One of the newest is OTES, the Ohio Teacher Evaluation System, which is designed, in the words of the Ohio Department of Education, to "provide educators with a richer and more detailed view of their performance, with a focus on specific strengths and opportunities for improvement."
After a lot of hocus-pocus that includes observations, conferences and student test scores, OTES spits out one of four rankings for each teacher: Accomplished, Skilled, Developing or Ineffective. "Skilled" was formerly called "Proficient," but the PTB -- Powers That Be (see, I can make acronyms, too) -- changed it because they'd already ruined the word through years of mind-numbing proficiency tests for Ohio students.
The consensus of most experts -- i.e., people who make a lot more than I do for doing a lot less -- is that it will be virtually impossible for any teacher to be ranked Accomplished. Rumor has it that Jesus, Socrates, Anne Sullivan and Maria Montessori would all be no better than Skilled under OTES, and Socrates might only score Developing because he habitually answered a question with another question.
I can only guess at the rationale: to give teachers something to strive for, a shining star at the end of the educational firmament. (Like Little Ralphie's teacher in "A Christmas Story," marking an essay A-plus-plus-plus-plus-plus …)
It strikes me as supremely stupid to tell professionals that no matter how hard they work, they will never reach the top rung of the ladder. Imagine how motivation would drop if I told my students at the beginning of the year that, no matter how much they studied and how well they performed, the best grade I would ever give is a B.
Nonetheless, this is the system that I and other teachers around the state will soon operate under, so we'd best get used to it. To gird my loins, I started rating myself using the OTES rubric for various non-educational tasks. Here are the results:
HUSBAND: Chris is fairly conscientious in his duties. He is kind and solicitous 95 percent of the time, but he does occasionally forget anniversaries and birthdays, and he once left his dirty socks on the couch when his mother-in-law came to visit. SKILLED.
FATHER: Works multiple jobs to help defray cost of higher education. Has moved a futon from garage to various dorm rooms and apartments and back again 15X. However, he once told daughter that she "sucked" at soccer. DEVELOPING.
PET OWNER: Dog and cats generally appear clean and well-groomed. Water dishes are filled to within 80 percent of capacity. Nevertheless, dog once peed on neighbor's grass, resulting in angry tirade from neighbor and threat of legal action. INEFFECTIVE.
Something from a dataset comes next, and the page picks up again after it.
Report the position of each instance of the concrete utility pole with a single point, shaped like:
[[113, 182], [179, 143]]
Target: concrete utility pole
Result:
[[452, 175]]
HOMEOWNER: Yard is frequently mowed and snow is usually removed from walkways (weather-dependent). However, fence in back yard desperately needs repairing, front shrubs need trimming, and attic windows are peeling. DEVELOPING.
COLUMNIST: Submits work on time; has not missed deadline in 12 years. Frequently exaggerates in the name of humor, but is seldom actually funny. Angers people on all sides of issues and never apologizes. Still doesn't know difference between "lie" and "lay." DEVELOPING.
Overall, this exercise has helped me to better pigeonhole my unique talents. Regardless, I can't help but consider the OTES rubric as just another example of Stuff Higher-ups Introduce for Teachers.
And we all know the acronym for that.